Wait – are you saying that if having a broker account under your name affects your chances of getting scholarships, you would like to open an account under your name? Affect in what way - good or bad? And until you’re 18, you can’t open a broker account in your name. It would have to be opened as a trust account or as a UTMA/UGMA account.

@spectre729

Could you please explain your post?

It is very possible that having a brokerage account in YOUR name only could affect your need based aid awards…it could be less. But really…more details needed.

  1. Are you only applying to colleges that meet full need for all accepted students?
  2. What is your parent annual income? It’s very possible you won’t qualify for much need based aid anyway..depending on their income.

I will add…that if they have money kicking around to open a brokerage account for you, you are likely not low income…right?

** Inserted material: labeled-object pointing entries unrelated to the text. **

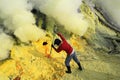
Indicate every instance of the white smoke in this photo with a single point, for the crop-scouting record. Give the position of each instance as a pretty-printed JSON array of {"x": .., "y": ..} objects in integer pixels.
[
  {"x": 16, "y": 16},
  {"x": 66, "y": 12}
]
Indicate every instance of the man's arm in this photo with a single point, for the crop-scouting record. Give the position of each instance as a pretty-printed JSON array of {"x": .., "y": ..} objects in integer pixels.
[
  {"x": 57, "y": 50},
  {"x": 61, "y": 36}
]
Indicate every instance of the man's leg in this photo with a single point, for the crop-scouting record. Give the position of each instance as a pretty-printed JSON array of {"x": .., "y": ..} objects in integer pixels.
[
  {"x": 77, "y": 61},
  {"x": 67, "y": 63}
]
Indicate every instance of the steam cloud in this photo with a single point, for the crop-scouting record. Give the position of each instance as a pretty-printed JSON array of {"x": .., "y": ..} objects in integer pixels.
[
  {"x": 66, "y": 12},
  {"x": 16, "y": 16}
]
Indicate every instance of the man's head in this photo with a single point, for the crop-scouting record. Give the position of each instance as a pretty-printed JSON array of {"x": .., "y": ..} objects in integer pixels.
[{"x": 57, "y": 42}]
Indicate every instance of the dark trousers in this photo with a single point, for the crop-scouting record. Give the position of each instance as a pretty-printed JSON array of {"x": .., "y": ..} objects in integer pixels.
[{"x": 69, "y": 57}]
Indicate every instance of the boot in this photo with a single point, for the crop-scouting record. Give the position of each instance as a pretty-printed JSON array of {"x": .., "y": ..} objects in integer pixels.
[
  {"x": 69, "y": 69},
  {"x": 80, "y": 68}
]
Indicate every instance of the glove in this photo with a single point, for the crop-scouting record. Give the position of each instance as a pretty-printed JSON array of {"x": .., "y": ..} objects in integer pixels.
[{"x": 52, "y": 45}]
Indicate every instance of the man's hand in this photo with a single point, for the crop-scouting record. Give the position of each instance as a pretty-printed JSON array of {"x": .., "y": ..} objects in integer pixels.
[{"x": 52, "y": 45}]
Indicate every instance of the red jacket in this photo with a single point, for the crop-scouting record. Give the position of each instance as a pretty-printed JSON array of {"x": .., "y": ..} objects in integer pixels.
[{"x": 64, "y": 45}]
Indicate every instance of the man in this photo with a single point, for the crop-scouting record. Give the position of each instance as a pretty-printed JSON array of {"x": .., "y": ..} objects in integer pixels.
[{"x": 64, "y": 45}]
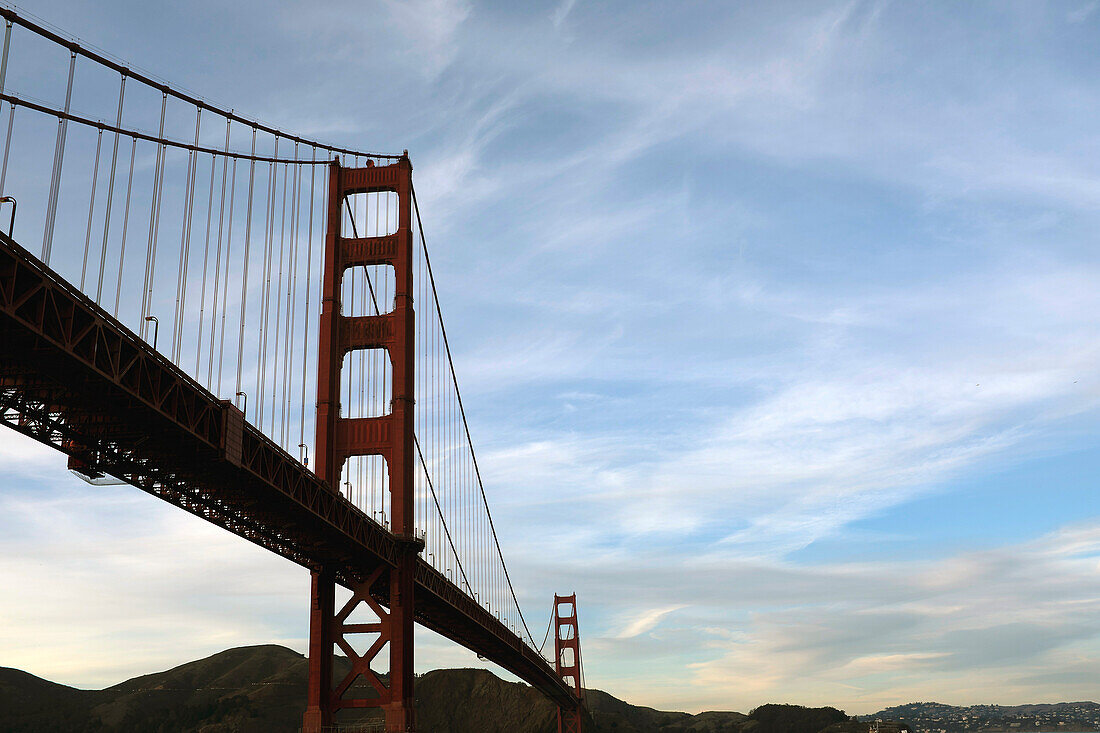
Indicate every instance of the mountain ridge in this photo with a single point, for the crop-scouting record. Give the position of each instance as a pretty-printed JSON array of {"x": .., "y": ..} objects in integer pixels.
[{"x": 260, "y": 689}]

  1. How much will be in this brokerage account?
  2. Are you over age 18...as noted, this can’t be in your name only if you are under 18.
  3. Why do your parents want to do this?

Really, if your dad is opening a brokerage account under your name, it isn’t likely you will be on the hunt for FA? Lots of parents have their kid start a Roth for sure. If it is a Roth he just opened, that isn’t a big chunk due to limits. As always, have the money talk with your parents before hitting the internet. They can be surprisingly helpful.

For pure merit scholarships, no. However, if you are looking for financial aid, yes, it can. Any assets in a student’s name are assessed at 20% towards the FAFSA EFC vs ~6% for parental assets.